Dentro de la provincia leonesa y cerca de Astorga, capital de La Maragatería, se encuentra este pueblo de piedra roja marcado por la arriería maragata. Castrillo de los Polvazares es uno de los pueblos más hermosos de la comarca leonesa de la Maragatería.
 

Castrillo de los Polvazares es uno de los pueblos más hermosos de la comarca leonesa de la Maragatería. Un pueblo de calles empedradas y casas blasonadas que fue declarado conjunto histórico artístico y que conserva íntegra su arquitectura popular. La piedra y arcilla roja de sus fachadas contrasta con los vivos colores de los portones y ventanas: azules, verdes y blancos. Tonos que descubren un pasado arriero a los turistas que atraviesan la calle Real, columna vertebral de la villa.

 

Está considerado como el ejemplo más bello de la arquitectura popular de toda la comarca de Maragatería. Una comarca muy relacionada con el gremio de los arrieros que vivieron en toda esta zona y cuyos recursos económicos residían en el transporte de mercancías desde el norte de España a la meseta y viceversa. Sus carros, tirados por animales, llevaron más de una vez el trigo y otros cereales a Galicia y a Cantabria, donde compraban el pescado para distribuirlo por Castilla.

 

Aunque en su día fue cabecera municipal, desde 1975 está integrado en el Ayuntamiento de Astorga.

 

El acceso al corazón del núcleo nos conduce a la calle Real por un empedrado del siglo XIX, conformada por una  magnífica arquitectura popular de la que se conservan casas de labriegos, de arrieros y caserones que se remontan a los siglos XVII y XVIII, motivo por el que el pueblo fue declarado Conjunto Histórico en 1980. Algunas casas blasonadas como la de los Salvadores, Luaces o Rodríguez dan fe de la prosapia de estas gentes y de su acaudalado peculio, conseguido mediante la arriería. A este oficio se dedicaron muchos de sus vecinos a partir del siglo XVI, primero con recuas de mulas y después con carromatos, alcanzando gran fama por su seriedad y honradez.
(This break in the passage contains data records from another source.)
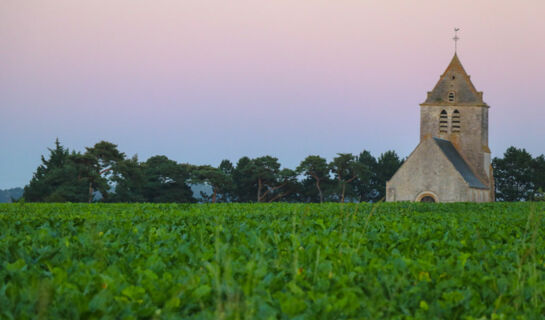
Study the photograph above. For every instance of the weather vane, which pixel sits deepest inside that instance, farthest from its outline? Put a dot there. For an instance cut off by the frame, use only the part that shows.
(456, 38)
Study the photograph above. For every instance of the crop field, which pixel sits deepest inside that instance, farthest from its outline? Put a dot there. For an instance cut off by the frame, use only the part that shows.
(272, 261)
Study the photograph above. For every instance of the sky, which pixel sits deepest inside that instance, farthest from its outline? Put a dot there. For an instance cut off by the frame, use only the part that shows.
(201, 81)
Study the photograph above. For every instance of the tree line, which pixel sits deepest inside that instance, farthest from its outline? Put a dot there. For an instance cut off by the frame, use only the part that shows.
(103, 173)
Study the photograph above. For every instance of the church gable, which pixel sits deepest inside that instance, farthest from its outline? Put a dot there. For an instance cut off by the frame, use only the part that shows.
(459, 163)
(427, 169)
(454, 87)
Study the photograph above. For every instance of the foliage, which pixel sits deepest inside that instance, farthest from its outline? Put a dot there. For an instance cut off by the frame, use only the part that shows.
(517, 175)
(272, 261)
(10, 195)
(58, 179)
(346, 169)
(316, 171)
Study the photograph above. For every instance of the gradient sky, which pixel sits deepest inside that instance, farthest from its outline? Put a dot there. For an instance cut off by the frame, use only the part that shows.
(201, 81)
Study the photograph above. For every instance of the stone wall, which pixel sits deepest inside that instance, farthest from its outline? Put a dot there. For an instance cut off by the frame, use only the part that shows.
(428, 170)
(471, 141)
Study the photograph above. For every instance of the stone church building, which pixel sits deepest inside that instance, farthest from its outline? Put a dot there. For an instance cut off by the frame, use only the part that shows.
(452, 161)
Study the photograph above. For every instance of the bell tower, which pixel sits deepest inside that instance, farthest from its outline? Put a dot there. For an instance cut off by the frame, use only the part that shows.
(455, 111)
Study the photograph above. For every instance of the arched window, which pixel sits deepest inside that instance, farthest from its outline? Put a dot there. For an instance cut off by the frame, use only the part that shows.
(443, 121)
(456, 121)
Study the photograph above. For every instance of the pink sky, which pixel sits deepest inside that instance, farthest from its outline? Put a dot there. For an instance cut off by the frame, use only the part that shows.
(201, 81)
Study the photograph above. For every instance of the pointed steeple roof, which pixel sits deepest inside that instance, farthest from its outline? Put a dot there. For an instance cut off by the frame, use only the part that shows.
(455, 84)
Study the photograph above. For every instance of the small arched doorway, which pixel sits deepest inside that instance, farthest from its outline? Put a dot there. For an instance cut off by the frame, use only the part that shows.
(427, 196)
(429, 199)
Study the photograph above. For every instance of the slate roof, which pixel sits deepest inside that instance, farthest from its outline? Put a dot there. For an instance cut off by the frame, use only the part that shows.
(459, 163)
(455, 79)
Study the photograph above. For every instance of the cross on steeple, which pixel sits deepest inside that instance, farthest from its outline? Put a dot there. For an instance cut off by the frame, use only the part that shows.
(456, 38)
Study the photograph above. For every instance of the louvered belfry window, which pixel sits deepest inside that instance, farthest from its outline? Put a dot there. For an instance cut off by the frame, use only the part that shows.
(456, 121)
(443, 121)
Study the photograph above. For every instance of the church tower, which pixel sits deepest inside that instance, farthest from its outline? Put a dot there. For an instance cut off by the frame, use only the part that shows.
(452, 161)
(455, 111)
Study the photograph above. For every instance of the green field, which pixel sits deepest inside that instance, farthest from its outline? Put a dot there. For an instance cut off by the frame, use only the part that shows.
(273, 261)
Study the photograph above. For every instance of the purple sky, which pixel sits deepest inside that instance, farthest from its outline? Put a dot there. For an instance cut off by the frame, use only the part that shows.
(201, 81)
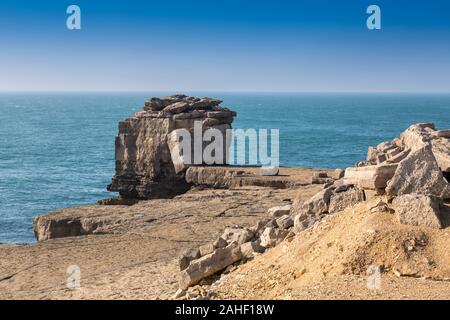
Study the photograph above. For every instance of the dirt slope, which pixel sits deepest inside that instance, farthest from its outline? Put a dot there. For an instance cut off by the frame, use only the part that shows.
(331, 260)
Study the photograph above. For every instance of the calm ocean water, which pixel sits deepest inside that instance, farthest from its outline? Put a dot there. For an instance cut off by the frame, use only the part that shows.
(57, 150)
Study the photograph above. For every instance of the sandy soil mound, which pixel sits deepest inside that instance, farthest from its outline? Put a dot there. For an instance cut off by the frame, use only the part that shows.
(337, 257)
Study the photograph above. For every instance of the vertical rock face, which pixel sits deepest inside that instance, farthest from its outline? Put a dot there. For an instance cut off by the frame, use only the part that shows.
(149, 159)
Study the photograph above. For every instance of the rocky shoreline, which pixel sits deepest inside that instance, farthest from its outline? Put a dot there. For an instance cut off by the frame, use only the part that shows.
(178, 225)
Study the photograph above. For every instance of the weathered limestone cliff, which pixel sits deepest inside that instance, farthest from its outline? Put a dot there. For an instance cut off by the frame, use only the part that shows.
(149, 162)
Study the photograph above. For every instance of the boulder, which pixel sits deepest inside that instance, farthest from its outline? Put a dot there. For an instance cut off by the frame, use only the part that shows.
(381, 157)
(220, 243)
(370, 177)
(284, 222)
(443, 134)
(348, 198)
(372, 154)
(249, 249)
(279, 211)
(419, 173)
(206, 249)
(177, 107)
(187, 256)
(318, 204)
(418, 210)
(238, 235)
(259, 227)
(205, 103)
(399, 157)
(386, 146)
(148, 161)
(269, 171)
(418, 135)
(271, 237)
(209, 265)
(441, 151)
(180, 160)
(302, 222)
Advertiremos también que aquéllas con portalones de arco de medio punto corresponden a la típica “casa arriera”.

 

En el extremo de la calle principal se puede contemplar un cobertizo con una serie de columnas, que forma parte de la bolera, otra singularidad por la particular manera en que se desarrolla el juego característico de la comarca: los “bolos maragatos”.

 

Sobre el caserío se eleva la espadaña de la iglesia, con cabecera cuadrada y un pórtico que ha cobijado el ritual de la interesante “boda maragata”, de amplio valor antropológico. En esta plazuela, se recuerda a Concha Espina, autora de la novela La esfinge maragata. El pueblo cuenta, además, con diferentes servicios turísticos, en algunos de los cuales se puede degustar el “cocido maragato”, así como talleres artesanales de forja y cerámica.

 

A los atractivos artísticos se suman los gastronómicos, pues Castrillo de los Polvazares es cuna del famoso cocido maragato. Un cocido que junto a las tradiciones populares y la conservación de los trajes típicos y la arquitectura popular han permitido que la villa parezca haberse parado en el tiempo ante los ojos del turista.

El Cocido Maragato

 

  • Su preparación: Ingredientes para 4 personas

– 300 gr. de morcillo de novilla
– Media gallina
– 300 gr. de lacón
– Una oreja
– Un pie y un trozo de morro de cerdo troceados
– Chorizo
– Costilla adobada de cerdo
– 150 gr. de tocino iberico
– 1/2 Kg. de garbanzos
– Medio repollo

– Relleno

– Dos dientes de ajo
– 100 gr. de fideos
– Aceite de oliva
– Sal
 

La preparación del Cocido Maragato se realiza en una olla, se introducen, con abundante agua hirviendo, las carnes y los embutidos, al cabo de unos 15 minutos se desespuma y se agregan los garbanzos envueltos en una gasa, se tapa y se deja cocer durante unas 4 horas a fuego suave.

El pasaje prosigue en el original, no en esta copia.